Morality
- Author: Stephen King
- Language: English
- Genre: Psychological thriller, crime
- Publisher: Esquire, Cemetery Dance, Charles Scribner's Sons
- Published in: Esquire, Blockade Billy, The Bazaar of Bad Dreams
- Publication date: July, 2009
- Publication place: United States
- Media type: Print
- Preceded by: The Bone Church
- Followed by: Afterlife

= Morality (novella) =

2009 novella by Stephen King

Morality is a novella by American writer Stephen King published in the July 2009 issue of Esquire. It was then included as a bonus story in Blockade Billy, a novella published on May 25, 2010, and later collected and re-introduced in the November 3, 2015 anthology The Bazaar of Bad Dreams. In the latter publication, King revealed that the story was inspired by issues of moral philosophy in his own life, back when he was a struggling student and would occasionally shoplift or write other students' essays (an academic offence) to make ends meet.
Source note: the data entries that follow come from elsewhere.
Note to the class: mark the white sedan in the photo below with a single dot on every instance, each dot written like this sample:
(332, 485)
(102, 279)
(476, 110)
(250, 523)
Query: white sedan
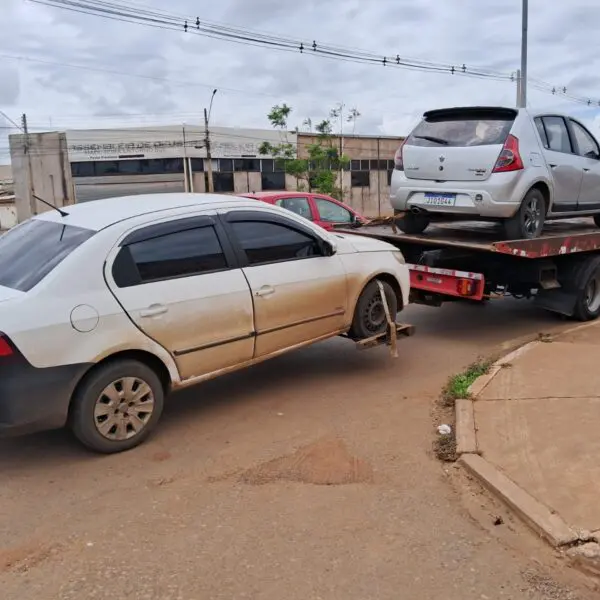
(106, 309)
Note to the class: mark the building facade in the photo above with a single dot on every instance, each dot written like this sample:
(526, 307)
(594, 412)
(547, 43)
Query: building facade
(116, 162)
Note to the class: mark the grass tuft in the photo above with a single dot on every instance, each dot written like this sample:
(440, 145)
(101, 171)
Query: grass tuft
(458, 385)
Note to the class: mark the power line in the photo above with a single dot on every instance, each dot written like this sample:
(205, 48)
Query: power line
(132, 12)
(163, 20)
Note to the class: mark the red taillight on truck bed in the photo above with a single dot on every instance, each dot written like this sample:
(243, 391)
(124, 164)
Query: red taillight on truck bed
(509, 159)
(5, 347)
(465, 287)
(398, 161)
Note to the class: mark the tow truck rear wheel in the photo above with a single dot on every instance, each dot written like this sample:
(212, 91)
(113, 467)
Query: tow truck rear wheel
(587, 287)
(412, 223)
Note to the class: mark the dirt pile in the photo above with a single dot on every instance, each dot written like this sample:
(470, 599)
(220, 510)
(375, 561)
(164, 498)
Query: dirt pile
(325, 462)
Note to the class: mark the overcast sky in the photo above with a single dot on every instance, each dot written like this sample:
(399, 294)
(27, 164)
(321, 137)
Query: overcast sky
(563, 40)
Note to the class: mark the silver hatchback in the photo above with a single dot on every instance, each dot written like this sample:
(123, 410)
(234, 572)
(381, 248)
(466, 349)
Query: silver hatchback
(492, 163)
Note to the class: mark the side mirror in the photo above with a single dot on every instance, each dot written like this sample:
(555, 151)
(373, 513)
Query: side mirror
(330, 247)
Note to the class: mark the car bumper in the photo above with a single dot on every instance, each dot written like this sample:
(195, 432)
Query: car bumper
(499, 198)
(33, 399)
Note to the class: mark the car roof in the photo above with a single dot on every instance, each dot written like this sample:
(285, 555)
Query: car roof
(99, 214)
(279, 194)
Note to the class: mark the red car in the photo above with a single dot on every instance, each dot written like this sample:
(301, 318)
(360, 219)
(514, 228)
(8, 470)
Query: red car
(319, 208)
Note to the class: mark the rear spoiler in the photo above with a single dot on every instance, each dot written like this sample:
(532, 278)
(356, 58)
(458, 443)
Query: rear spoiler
(471, 112)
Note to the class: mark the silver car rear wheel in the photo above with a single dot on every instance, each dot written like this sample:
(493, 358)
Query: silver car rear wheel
(528, 222)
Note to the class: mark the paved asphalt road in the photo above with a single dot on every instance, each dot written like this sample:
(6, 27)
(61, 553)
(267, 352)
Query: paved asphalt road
(204, 509)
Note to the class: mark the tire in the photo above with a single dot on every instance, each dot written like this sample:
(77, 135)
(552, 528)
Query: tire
(369, 315)
(586, 286)
(112, 395)
(411, 223)
(528, 222)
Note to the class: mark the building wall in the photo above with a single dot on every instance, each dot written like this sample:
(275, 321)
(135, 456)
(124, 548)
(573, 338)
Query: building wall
(40, 166)
(5, 173)
(372, 155)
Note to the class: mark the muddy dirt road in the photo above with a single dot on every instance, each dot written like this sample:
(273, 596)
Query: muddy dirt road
(227, 499)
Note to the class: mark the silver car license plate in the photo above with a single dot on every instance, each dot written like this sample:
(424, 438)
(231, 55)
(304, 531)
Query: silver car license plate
(440, 199)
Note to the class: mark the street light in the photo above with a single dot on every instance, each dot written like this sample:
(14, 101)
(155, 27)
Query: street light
(211, 183)
(523, 76)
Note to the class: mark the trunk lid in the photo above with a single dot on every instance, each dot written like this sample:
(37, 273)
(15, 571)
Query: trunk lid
(9, 294)
(459, 144)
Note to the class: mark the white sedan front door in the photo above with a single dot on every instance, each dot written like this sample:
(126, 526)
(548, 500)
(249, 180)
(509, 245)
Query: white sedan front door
(178, 286)
(299, 288)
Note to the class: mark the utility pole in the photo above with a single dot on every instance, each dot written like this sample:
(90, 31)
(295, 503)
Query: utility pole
(27, 152)
(523, 78)
(211, 183)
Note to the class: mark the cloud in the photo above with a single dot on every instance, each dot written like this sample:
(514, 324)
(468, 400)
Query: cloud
(250, 79)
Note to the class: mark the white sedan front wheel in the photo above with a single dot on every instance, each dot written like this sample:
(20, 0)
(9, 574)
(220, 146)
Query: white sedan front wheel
(369, 314)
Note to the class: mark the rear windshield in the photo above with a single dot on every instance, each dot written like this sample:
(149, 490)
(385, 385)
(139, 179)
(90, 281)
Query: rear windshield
(461, 130)
(30, 251)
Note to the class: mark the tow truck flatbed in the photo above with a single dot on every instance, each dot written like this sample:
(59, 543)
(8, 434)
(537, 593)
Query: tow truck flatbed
(560, 237)
(469, 261)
Morality received the 2009 Shirley Jackson Award for Best Novelette.

==Plot summary==
Chad and Nora Callahan are suffering from financial difficulties brought on by lack of employment and low-paying jobs. While they are seemingly frustrated with the influx of monthly bills and other expenses, they remain largely optimistic about the future. Chad hopes to supplement their income by writing a book based on his experiences as a substitute teacher, while Nora, a nurse, works full-time for a retired clergyman named George Winston, who is partially paralyzed and uses a wheelchair after suffering from a stroke.

Nora's time spent with Winston is largely uneventful, until one day he offers Nora a solution to her money problems. Winston says that he has lived his life largely without sin and seeks to experience one major sin before he dies. However, he is unable to leave his house given his current condition, making committing any worthwhile sin impossible without aid. Winston states that he intends to commit a sin vicariously through Nora's actions and effectively "doubl[ing] his sin quotient" in the eyes of God. He makes it clear that for Nora's help and assumption of risk in this deed, he will pay her a total of $200,000.

Initially, after Winston reveals what the sin involves, Nora is appalled and assumes that he must be insane. After discussing the pros and cons of the offer with Chad—and reasoning that with the money they would be able to pay off all their debts and move to Vermont—Nora agrees to the proposal. After committing the act with Chad, Nora returns to Winston with a videotape documenting their efforts. While viewing the tape, it's revealed that the sin Winston chose to commit consisted of Nora going up to a small child in a park in broad daylight and punching him in the face, causing the child to suffer a bloody nose.

Seemingly satisfied with the outcome of Nora's actions, Winston agrees to pay her the money. He supposes that Nora will no longer wish to work for him now that she has seen his true face. Nora says she finds the whole situation repulsive and wonders why Winston would want to commit such a senseless act. Shortly afterward, she learns that Winston has committed suicide. Nora wonders about the videotape and whether it will be discovered.

As time passes, Chad and Nora are wracked with guilt over their complicity. Their optimism wanes as their fear of exposure increases. Chad starts drinking, while Nora has two affairs and develops a tendency for masochistic satisfaction during sex. They eventually divorce. Chad blames the failure and poor quality of his book on guilt and Nora's lack of faith in his writing talent. Nora is happy to be rid of Chad and begins working full-time at a hospital. Nora finds an old book titled The Basis of Morality in a used bookstore; she had previously seen it in Winston's study. After reading through it, Nora sadly concludes that there is little or nothing in the book that she didn't already know.